ただでさえどっちかっていうとひねくれたオタクだったんだから。
「天使との交わりは禁忌ですが、其れはその禁忌により常軌を逸したほどの魔力を持つからでありまして、貴方様はその能力で魔王軍への参入を果たしたのです」
「だ か ら な ん で !!!! 普通は純血のほうが強いんじゃないのか!混ざったら強くなるってどういう理論だよ!!!
其れだったらもう全種族雑種フィーバーだわアホが!!!」
「ですが混血種はその強力な魔力をコントロールできないのです。故に大変危険なもろ刃の剣であるともいえます」
「わかってんなら混血作るなよ!そこまでわかっててなんでつくるんだよ馬鹿!!!」
おかしい……なんで私はこんなにツッコんでるんだ……。今までは言おうと思ったことも黙ってばっかりだった癖に…。
一度死んで、なんか開き直ったんだろうか。そのあたりは分からない。ただこの世界の色々がツッコミどころしかないのもその原因の一端だろう。
ぜーぜーツッコミ疲れで息切れさえしている私にこれまた何とも言えない憐みとも取れそうな表情のリドガルドが労わるように背中をさする。
「やはり……記憶がないというのは大変でございますな。ありとあらゆることにそのように衝撃をお受けになられるとは…」
あ、なんかすごい好意的な解釈してる。
しかしまぁ、変に疑いを向けられるよりはましだろう。うう、心のままに突っ込んでいてそういう可能性を排斥していた…。

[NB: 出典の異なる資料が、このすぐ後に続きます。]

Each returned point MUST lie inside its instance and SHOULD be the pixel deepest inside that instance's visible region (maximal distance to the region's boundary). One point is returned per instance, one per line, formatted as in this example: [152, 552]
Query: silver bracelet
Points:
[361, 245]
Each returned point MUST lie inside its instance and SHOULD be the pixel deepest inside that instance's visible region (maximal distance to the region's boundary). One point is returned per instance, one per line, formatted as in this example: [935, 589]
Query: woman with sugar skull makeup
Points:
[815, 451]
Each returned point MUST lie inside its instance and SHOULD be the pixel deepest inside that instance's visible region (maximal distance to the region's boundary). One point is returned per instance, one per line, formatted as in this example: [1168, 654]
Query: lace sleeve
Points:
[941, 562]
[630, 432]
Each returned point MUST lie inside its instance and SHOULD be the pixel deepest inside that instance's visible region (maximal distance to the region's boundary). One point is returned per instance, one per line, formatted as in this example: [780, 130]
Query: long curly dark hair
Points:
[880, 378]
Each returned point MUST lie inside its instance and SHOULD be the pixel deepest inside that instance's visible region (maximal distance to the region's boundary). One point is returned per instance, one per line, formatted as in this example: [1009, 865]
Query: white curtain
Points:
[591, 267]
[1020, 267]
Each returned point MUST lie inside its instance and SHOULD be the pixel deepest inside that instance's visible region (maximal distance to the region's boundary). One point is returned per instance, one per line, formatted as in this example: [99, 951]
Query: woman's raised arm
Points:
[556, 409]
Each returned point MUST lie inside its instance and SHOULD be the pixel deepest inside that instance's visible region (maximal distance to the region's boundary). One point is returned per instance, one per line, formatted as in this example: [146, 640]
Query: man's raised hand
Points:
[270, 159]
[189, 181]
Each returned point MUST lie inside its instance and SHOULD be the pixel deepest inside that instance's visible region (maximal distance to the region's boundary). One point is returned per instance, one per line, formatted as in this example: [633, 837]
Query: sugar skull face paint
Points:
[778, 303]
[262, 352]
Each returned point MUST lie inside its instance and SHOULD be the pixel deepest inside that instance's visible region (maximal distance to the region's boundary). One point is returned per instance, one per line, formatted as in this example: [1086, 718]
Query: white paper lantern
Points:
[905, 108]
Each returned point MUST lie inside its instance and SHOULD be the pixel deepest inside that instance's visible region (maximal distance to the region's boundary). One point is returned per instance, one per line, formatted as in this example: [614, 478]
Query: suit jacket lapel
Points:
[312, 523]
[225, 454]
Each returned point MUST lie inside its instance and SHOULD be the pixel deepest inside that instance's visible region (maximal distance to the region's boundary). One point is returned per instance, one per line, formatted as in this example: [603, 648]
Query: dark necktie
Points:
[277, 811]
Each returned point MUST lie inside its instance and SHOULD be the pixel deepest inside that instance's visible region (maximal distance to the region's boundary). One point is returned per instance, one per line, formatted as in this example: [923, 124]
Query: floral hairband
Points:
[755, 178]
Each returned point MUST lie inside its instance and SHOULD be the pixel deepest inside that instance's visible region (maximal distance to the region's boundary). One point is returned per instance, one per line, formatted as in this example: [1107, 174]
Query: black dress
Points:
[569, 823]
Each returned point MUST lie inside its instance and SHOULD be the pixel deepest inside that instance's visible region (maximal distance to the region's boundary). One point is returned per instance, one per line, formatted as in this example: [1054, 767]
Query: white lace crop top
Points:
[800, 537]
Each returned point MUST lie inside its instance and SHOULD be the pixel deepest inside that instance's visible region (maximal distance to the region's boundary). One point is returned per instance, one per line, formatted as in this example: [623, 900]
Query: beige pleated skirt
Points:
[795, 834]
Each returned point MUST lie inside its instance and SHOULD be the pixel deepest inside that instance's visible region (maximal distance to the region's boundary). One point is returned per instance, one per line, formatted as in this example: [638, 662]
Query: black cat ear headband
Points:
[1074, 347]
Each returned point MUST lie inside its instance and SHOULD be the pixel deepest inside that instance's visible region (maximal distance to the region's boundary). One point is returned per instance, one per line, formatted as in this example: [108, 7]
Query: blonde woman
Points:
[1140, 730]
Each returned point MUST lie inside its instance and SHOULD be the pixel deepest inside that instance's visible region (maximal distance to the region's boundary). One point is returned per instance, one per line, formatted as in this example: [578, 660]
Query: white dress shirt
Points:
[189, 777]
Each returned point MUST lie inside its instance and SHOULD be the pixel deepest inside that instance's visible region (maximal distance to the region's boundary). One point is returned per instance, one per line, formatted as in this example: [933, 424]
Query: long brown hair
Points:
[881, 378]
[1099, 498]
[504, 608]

「本当であればこの魔王軍の事ももう少しお話しようと思ったのですが……」
「いや、あの……どうかまたの機会で……これ以上はちょっと……」
「まぁ、たしかにお目覚めになられたばかりです。記憶もなくて混乱されることもありましょう。どうぞそのまま今日はお休みくださいませ」
というリドガルドの配慮により私の人となり…もとい設定を聞く時間は一時間と立たずして終わってしまった。
しかし、こんな突っ込みどころしかない世界観の中にある魔王軍なんて私以上に色々問題なのではないだろうか…。
本日の夕食は何に致しましょう、と朗らかに言うリドガルドの横顔を見ながら暗雲しかない未来にため息しか出ないのだった。